Masked men with machetes stabbed the author to death near his home, police say.
He's the third secular writer to be murdered in the last few months.
These bloggers speak out about the separation of church and state and criticise religious intolerance and Islamic fundamentalism.
Bangladesh has a mainly Muslim population - about 90% - with a further 9% of people identifying as Hindu, according to the World Factbook.
Over the last few years there has been a "harsh crackdown" on civil liberties and freedom of speech, Human Rights Watch says, affecting both religious fundamentalists and those who argue for free speech and for faith to be separate from government.
Speaking to BBC Asian Network from Bangladesh, Sara Hossain, a human rights lawyer, said much of the population was caught between religious fundamentalism and an increasingly restrictive state.
"For many people, it's becoming too frightening to speak," she said.
It's not just religious extremists who face punishment from the state. People who speak out in favour of secularism, are also being prosecuted Ms Hossain said.
"Given the strength of state forces, security forces, its intelligence... I wonder if enough is being done," she said.
"It seems a lot of resources are being diverted into fighting its political enemies... and trying to silence people the government sees as dissenters, even when they could be allies in fighting extremism and fundamentalism."
Although al-Qaeda has claimed responsibility for the death of Mr Das, there has been an increase in state arrests under the Information and Communication Act.
In October, parliament passed a bill updating the act to increase the length of sentences and give police more powers to arrest, Human Rights Watch says.
Speaking about the previous killings, a spokesman at the Bangladesh Embassy in Washington said government authorities were "shocked" and were taking "all measures to find the culprits".
"Bangladesh is committed to fighting and ending extremism in all forms."
Fundamentalist groups such as Hifazat-e-Islam Bangladesh, are calling for an end to secular education and want politics to be informed by religion. It's claimed they have started violent protests to achieve their aims.
Avijiti Roy was the first secular blogger to have been killed this year.
His wife, who was also hurt in the attack, said Bangladesh Prime Minister Sheikh Hasina had not got in touch to offer her condolences.
Mr Roy's widow, Rafida Bonya Ahmed, lost a thumb in the February attack.

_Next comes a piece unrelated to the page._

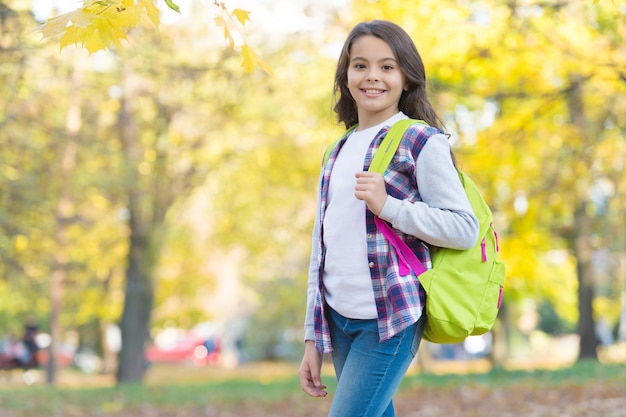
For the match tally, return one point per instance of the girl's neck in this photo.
(370, 120)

Mrs Hasina's son, Sajeeb Wazed, has since said his mother spoke privately to Mr Roy's father but claimed the political situation in Bangladesh is too unsettled for her to make her comments in public.
"We are walking a fine line here," said Mr Wazed in an interview.
"We don't want to be seen as atheists. It doesn't change our core beliefs. We believe in secularism.
"But given that our opposition party plays that religion card against us relentlessly, we can't come out strongly for him. It's about perception, not about reality."
After Mr Roy's death, his daughter Trisha Ahmed, who is based in the US, released a statement on Facebook.
She wrote: "I think his story should be heard in the US because Bangladesh is powerless; it's corrupt, there is no law and order, and I highly doubt that any justice will come to the murderers.